ALTERNATIVE : D'AUTRES PRATIQUES POUR UN AUTRE CONTENU


La mobilisation non négligeable, mais pour l'instant insuffisante contre l'inacceptable CPE, renforce le sentiment déjà éprouvé lors de précédents rendez-vous militants, en particulier le 2 février : décidément, nos ripostes ne sont pas encore à la hauteur des coups portés. En conséquence, se renforce l'impression que cette droite quasi-vichyste avance à la manière d'un bulldozer, faisant fi de l'impopularité des mesures prises et de l'expression du suffrage universel (régionales 2004, référendum 2005). Colère, rage, mais aussi résignation et désespoir : tout cela existe autour de nous, en particulier dans le monde du travail et dans les quartiers populaires. Prêtons attention au sentiment d'impuissance, malgré les quelques succès partiels et surtout le formidable résultat du 29 mai 2005, sentiment qui aggrave la crise de la politique et de sa représentation, dont le populisme du FN et de l'UMP se nourrissent tout en l'alimentant en permanence.

Dans un tel contexte marqué par un attentisme du mouvement social faute de perspectives politiques claires, grandes sont les responsabilités des militant-e-s du non de gauche le 29 mai 2005. Mais à ce jour qu'avons-nous fait ensemble de ce formidable succès ? Déjà l'an dernier posait problème le fait de favoriser à Nice, comme l'a fait le PCF, sa propre campagne plutôt que de s'atteler à la construction et à l'animation communes des comités du "Non de gauche", choix qu'ont fait par contre Alternatifs et LCR. Et depuis, les comités du "Non de gauche" dans notre ville n'ont pu trouver de second souffle.

Plus grave : la tentation existe au sein du PCF comme de la LCR de faire cavalier seul aux prochaines élections présidentielles, dans la perspective d'une affirmation partidaire et dans l'espoir du ralliement autour de leur candidat de l'ensemble des sensibilités du "Non de gauche". Ce scénario catastrophe doit être évité à tout prix car il ruinerait les espoirs nés du 29 mai et des pratiques unitaires exemplaires expérimentées ailleurs dans le département (dans les vallées, à Grasse ou à Gattières par exemple) ou dans la région (dans les Bouches-du-Rhône), pratiques qui ont puissamment contribué à la victoire.

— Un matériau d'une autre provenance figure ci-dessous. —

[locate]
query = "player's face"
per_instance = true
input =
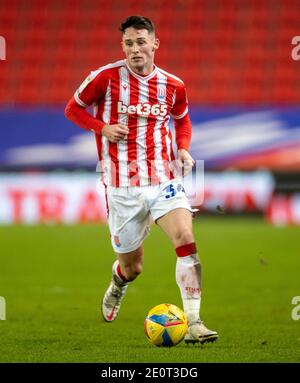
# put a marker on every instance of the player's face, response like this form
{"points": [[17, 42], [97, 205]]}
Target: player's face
{"points": [[139, 47]]}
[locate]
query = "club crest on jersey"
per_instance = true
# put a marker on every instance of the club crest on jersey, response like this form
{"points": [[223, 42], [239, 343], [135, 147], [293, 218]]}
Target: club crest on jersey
{"points": [[143, 109], [161, 93]]}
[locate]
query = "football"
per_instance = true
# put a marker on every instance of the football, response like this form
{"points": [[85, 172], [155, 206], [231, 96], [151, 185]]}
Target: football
{"points": [[165, 325]]}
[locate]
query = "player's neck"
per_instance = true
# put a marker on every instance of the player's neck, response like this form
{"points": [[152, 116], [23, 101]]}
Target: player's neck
{"points": [[145, 71]]}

Rappelons que ces pratiques unitaires sans hiérarchie (et sans mise au pied du mur des uns par les aurtres), déjà à l'oeuvre dans le mouvement altermondialiste et dans les mouvements sociaux, sont à la base des succès de l'altermondialisme, ce nouveau mouvement d'émancipation auquel participent sur des bases égalitaires des hommes et des femmes aux engagements les plus divers (associatifs, syndicalistes, politiques)

C'est avec ces pratiques que nous devons renouer de toute urgence, en les raccordant à la méthode nécessaire à l'élaboration d'un projet alternatif. En effet, les échecs stratégiques de toutes les écoles du mouvement ouvrier (extrême-gauche comprise) pour changer la société nous amènent à penser que personne ne détient à lui-seul les clés de ce travail d'élaboration. Et ce travail d'élaboration ne peut être limité à des réflexions d'état-major : il doit associer le plus grand nombre de citoyennes et de citoyens comme on avait commencé à le faire dans la campagne référendaire.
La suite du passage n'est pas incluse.